Leading huntsman fined over advice on how to hide illegal fox hunting


The reputation of Britain’s hunting community has been dealt a serious blow after a prominent huntsman was convicted of encouraging others to hide the illegal hunting of live foxes behind a “smokescreen” of trail hunting.

Mark Hankinson, the director of the Masters of the Foxhounds Association, was found guilty of encouraging or assisting others to commit an offence over his comments in two webinars in front of an audience of more than 100 MFHA members.

The 60-year-old, of Frampton Farm, Sherborne, Dorset, was charged after footage from the training webinars, broadcast in August 2020, was obtained by hunt saboteurs, who passed it to the media and the police.

In trail hunting, devised after the Hunting Act banned the hunting of foxes with dogs, a “trail layer” goes out ahead of the hunt, dragging a rag coated in an animal scent. Huntsmen cast the hounds to this scent, and follow it to the end of the trail.

Demonstrator outside court
A demonstration by the League Against Cruel Sports outside Westminster magistrates court during the case. Photograph: Jill Mead/The Guardian

Speaking on the webinars, Hankinson had said: “We need to have clear, visible, plausible trail laying being done throughout the day … It’s a lot easier to create a smokescreen if you’ve got more than one trail layer operating, and that is what it’s all about, trying to portray to the people watching that you’re going about your legitimate business.”

Giving his verdict at Westminster magistrates court on Friday afternoon, deputy chief magistrate Tan Ikram quoted extensively from transcripts of Hankinson’s comments. “In my judgment he was clearly encouraging the mirage of trail laying to act as a cover for old-fashioned hunting,” he said.

“Perhaps most incriminating was the advice that trail laying had to be as ‘plausible’ as possible. There would be no need to suggest that [a trail layer] was needed unless it was a sham or a smokescreen.”

Ikram added: “As he himself said, he was speaking to ‘like-minded people’ and could therefore speak freely. He did not expect his words to be recorded and released into the public domain.
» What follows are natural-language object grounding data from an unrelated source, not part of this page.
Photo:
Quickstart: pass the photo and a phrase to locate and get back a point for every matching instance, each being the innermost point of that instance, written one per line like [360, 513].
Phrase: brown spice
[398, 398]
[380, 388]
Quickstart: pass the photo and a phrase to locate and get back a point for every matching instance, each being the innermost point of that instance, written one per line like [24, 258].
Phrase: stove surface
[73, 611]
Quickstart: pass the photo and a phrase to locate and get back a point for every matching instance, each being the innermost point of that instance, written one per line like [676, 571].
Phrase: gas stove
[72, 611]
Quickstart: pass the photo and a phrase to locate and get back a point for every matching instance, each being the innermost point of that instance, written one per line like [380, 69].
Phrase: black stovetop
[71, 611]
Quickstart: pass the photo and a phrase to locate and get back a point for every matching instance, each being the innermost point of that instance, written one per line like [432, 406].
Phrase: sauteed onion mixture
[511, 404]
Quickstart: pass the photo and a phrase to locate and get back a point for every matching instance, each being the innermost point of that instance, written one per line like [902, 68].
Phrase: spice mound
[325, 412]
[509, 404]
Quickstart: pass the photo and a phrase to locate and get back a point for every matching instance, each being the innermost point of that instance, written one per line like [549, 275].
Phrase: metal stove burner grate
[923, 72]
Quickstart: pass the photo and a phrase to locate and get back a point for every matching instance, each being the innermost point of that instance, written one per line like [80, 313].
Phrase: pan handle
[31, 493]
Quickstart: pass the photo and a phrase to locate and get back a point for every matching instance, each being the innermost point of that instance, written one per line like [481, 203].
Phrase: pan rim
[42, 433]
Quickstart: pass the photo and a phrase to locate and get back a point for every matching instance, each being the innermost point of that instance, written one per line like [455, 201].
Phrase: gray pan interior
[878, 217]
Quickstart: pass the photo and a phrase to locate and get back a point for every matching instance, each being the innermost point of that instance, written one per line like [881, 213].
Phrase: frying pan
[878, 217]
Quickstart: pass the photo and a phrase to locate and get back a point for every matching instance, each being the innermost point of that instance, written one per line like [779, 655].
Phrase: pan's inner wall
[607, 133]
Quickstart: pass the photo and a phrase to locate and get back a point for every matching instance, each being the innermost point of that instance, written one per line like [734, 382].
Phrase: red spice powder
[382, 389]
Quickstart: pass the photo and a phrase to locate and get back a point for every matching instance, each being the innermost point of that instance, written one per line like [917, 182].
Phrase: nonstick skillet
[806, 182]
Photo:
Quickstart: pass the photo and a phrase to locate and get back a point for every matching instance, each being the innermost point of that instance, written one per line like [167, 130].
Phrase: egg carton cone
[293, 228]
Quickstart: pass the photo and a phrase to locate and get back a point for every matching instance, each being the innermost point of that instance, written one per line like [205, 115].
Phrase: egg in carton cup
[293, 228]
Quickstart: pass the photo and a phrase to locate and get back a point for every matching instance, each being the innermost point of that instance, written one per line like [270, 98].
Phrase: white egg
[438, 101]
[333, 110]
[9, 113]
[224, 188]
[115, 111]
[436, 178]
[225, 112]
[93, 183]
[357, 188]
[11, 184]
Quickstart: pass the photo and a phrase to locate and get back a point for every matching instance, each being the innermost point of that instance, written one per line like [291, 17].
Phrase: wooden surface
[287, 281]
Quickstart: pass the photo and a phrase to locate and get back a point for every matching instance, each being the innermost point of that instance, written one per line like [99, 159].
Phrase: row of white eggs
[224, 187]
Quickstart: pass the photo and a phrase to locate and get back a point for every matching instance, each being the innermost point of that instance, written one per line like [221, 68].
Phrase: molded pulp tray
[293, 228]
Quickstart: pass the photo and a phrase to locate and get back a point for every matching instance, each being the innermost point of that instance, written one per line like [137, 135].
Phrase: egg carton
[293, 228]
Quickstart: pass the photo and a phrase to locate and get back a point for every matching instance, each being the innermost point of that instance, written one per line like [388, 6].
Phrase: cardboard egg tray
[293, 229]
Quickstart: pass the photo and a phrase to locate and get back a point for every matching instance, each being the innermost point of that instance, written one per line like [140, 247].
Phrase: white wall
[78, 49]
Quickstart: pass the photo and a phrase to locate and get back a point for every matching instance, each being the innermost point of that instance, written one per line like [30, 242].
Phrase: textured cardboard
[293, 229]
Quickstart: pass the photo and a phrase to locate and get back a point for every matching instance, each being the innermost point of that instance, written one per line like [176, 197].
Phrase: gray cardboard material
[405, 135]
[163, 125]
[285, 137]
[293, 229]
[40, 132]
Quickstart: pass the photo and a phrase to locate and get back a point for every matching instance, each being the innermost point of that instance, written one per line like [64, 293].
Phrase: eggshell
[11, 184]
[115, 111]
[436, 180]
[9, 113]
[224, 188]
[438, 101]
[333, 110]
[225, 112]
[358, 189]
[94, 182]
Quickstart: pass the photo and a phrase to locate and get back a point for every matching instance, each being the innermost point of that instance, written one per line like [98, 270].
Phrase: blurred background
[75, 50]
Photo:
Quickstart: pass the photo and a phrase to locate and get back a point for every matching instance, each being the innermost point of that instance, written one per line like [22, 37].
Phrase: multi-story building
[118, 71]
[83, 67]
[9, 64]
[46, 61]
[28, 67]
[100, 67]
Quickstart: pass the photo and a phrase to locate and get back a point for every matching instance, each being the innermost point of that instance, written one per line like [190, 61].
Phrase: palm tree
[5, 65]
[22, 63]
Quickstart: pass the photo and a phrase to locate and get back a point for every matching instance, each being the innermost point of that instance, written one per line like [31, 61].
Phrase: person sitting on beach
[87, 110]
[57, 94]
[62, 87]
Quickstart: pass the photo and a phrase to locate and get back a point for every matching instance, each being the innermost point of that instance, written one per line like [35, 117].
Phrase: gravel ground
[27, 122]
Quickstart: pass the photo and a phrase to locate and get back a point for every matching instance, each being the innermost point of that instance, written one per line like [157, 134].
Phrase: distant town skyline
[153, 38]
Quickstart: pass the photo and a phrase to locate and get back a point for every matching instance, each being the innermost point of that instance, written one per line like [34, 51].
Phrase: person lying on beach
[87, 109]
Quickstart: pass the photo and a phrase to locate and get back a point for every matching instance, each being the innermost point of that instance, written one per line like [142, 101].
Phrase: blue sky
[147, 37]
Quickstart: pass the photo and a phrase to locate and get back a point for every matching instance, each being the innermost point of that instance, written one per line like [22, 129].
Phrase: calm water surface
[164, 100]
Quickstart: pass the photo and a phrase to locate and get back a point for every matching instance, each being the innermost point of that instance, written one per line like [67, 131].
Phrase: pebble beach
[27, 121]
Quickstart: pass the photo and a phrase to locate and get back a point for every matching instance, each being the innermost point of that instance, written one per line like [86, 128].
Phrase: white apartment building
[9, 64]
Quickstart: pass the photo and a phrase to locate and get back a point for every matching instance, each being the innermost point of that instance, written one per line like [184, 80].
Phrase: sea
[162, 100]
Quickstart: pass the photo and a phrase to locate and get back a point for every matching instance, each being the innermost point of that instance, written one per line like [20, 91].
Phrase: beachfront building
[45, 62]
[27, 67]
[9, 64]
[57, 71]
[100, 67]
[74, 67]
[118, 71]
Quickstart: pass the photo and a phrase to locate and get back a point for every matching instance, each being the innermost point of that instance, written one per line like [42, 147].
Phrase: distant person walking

“It was clearly advice and encouragement to commit the offence of hunting a wild mammal with a dog. I am sure he intended to encourage the commission of that offence.”
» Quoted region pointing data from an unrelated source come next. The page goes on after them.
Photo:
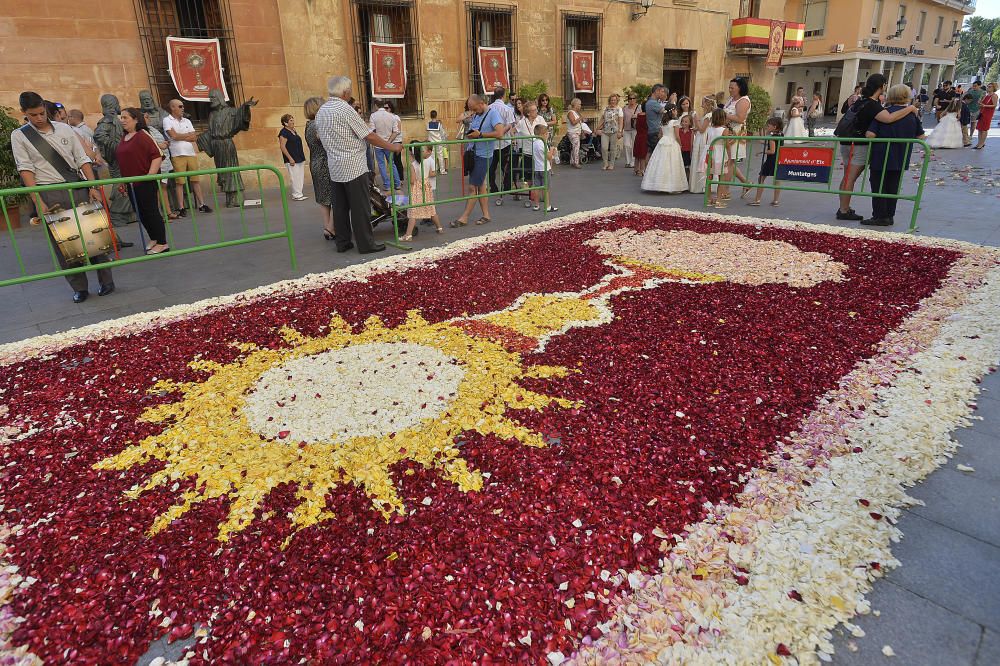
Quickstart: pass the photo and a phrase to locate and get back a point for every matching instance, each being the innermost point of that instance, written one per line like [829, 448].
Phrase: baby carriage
[589, 149]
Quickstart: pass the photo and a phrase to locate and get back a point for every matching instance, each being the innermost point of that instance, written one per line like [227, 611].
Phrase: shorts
[479, 168]
[185, 163]
[858, 157]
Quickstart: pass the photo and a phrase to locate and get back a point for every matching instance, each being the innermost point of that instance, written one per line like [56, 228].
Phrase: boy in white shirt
[542, 157]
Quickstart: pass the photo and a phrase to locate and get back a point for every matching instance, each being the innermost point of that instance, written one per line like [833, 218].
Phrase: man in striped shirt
[344, 135]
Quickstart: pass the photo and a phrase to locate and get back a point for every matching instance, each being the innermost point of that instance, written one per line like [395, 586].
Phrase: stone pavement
[941, 607]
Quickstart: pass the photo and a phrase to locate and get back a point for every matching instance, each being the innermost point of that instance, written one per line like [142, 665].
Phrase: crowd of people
[507, 149]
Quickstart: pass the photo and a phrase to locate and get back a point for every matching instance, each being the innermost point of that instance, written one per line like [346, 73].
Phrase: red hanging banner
[195, 67]
[776, 44]
[493, 68]
[388, 66]
[583, 71]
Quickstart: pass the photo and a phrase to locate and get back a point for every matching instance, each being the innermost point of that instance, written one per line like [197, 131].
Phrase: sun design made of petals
[410, 391]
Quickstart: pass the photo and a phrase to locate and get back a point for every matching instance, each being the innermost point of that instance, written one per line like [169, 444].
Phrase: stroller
[589, 149]
[382, 208]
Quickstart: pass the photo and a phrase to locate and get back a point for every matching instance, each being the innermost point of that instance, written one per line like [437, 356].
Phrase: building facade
[845, 41]
[282, 51]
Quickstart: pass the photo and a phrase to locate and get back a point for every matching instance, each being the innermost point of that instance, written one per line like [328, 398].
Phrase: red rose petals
[469, 576]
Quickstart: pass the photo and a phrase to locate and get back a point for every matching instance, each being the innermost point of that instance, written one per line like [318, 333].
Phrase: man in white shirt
[501, 155]
[183, 154]
[386, 126]
[65, 161]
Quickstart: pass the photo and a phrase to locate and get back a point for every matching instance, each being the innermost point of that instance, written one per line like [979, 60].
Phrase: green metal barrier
[513, 169]
[836, 141]
[247, 237]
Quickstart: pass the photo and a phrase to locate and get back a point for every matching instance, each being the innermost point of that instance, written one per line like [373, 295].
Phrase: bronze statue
[107, 136]
[225, 122]
[156, 113]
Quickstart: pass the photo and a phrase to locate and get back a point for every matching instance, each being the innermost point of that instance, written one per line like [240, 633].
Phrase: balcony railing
[751, 36]
[965, 6]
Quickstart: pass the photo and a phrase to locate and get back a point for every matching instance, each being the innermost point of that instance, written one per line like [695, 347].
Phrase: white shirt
[62, 138]
[182, 126]
[342, 132]
[539, 154]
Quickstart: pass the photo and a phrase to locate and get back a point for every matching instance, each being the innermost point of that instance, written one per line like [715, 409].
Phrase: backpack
[848, 125]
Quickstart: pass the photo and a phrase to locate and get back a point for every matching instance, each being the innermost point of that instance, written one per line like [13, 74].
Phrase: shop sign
[808, 165]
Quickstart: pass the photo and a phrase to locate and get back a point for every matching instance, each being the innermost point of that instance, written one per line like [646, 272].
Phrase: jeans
[609, 143]
[883, 208]
[383, 157]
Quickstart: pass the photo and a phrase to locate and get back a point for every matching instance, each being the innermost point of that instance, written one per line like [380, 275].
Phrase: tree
[977, 35]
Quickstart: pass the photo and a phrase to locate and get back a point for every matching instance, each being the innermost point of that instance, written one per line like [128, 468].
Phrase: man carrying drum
[47, 153]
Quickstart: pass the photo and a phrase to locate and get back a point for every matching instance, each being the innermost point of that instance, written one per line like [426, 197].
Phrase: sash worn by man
[47, 153]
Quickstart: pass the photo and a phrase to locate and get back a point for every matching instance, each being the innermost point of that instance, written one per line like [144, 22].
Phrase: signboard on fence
[808, 165]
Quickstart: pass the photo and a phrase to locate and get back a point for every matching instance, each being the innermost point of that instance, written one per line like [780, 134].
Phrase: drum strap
[50, 155]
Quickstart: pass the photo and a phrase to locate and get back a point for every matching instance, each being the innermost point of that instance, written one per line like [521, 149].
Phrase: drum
[95, 228]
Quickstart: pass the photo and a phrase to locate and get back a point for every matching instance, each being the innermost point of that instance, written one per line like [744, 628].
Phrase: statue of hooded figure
[225, 122]
[156, 113]
[107, 135]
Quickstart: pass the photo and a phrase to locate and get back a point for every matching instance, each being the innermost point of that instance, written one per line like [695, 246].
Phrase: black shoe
[849, 215]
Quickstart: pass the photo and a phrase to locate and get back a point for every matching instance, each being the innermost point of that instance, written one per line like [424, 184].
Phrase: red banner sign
[493, 68]
[388, 66]
[583, 71]
[776, 44]
[195, 67]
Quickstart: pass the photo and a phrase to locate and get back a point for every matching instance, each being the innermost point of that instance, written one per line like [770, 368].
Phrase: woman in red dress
[640, 151]
[986, 108]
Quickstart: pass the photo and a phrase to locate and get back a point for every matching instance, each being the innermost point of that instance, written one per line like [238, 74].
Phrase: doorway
[678, 70]
[832, 92]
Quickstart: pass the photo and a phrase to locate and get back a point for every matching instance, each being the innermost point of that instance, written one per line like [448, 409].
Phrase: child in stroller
[590, 150]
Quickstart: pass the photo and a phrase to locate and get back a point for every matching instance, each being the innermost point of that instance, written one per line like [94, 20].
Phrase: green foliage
[760, 110]
[8, 170]
[977, 34]
[532, 90]
[641, 91]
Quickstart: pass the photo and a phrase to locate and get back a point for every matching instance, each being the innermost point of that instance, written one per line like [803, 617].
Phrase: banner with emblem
[195, 67]
[582, 70]
[493, 68]
[388, 69]
[775, 44]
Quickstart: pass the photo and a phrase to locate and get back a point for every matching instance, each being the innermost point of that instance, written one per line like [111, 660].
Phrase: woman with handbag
[138, 155]
[814, 114]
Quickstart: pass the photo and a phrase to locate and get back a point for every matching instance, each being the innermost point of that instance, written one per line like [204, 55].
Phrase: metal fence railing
[793, 164]
[85, 222]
Ikram fined Hankinson £1,000 and told him he must pay a contribution of £2,500 towards costs.

Members of the Hunt Saboteurs Association and the League Against Cruel Sports were outside the court.
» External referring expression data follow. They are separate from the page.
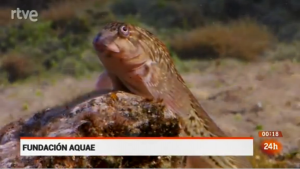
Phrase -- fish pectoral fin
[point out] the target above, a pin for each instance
(104, 82)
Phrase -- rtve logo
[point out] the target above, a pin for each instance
(24, 14)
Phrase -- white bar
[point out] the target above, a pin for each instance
(143, 147)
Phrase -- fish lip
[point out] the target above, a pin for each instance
(102, 44)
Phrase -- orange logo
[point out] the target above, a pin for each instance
(271, 147)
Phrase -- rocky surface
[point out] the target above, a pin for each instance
(110, 115)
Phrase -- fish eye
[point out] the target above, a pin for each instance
(124, 31)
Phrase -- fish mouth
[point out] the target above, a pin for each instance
(102, 44)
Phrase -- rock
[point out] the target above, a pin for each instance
(116, 114)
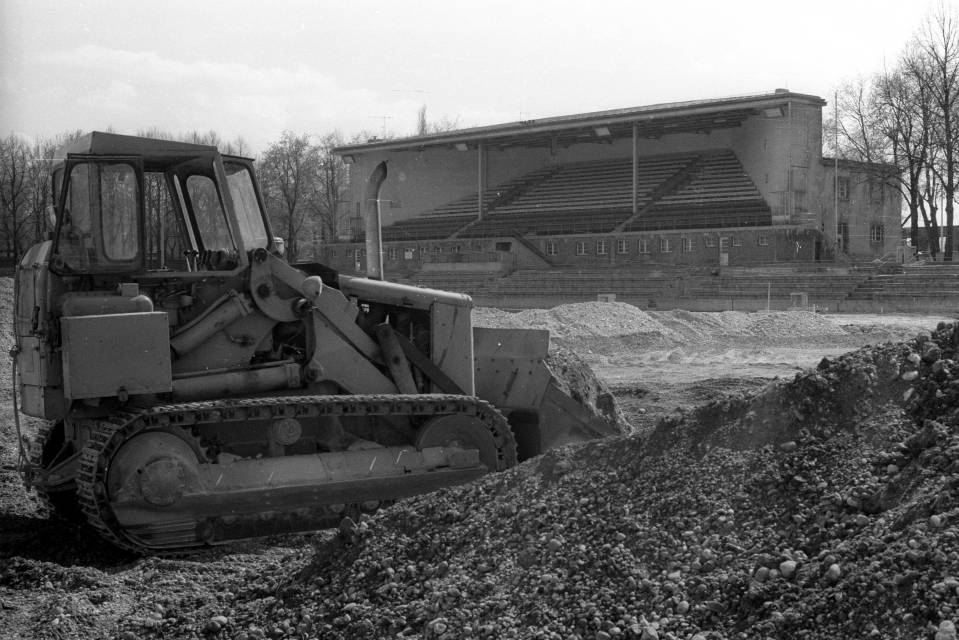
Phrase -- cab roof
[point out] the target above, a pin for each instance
(152, 150)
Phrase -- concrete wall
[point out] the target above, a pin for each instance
(868, 202)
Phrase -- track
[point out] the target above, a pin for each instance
(218, 516)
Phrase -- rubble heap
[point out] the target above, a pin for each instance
(823, 507)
“This is the most significant case since the Hunting Act came in in 2005,” Chris Luffingham, the league’s director of campaigns, said. “This means the edifice of respectability that the hunting community has carefully constructed around trail hunting has been completely smashed to pieces.

“Trail hunting is nothing but a fiction. We have been saying this for years and now it’s truly gratifying that the truth has come out in court. Any excuse of the use of trail hunting in the future is not worth the paper it’s written on.”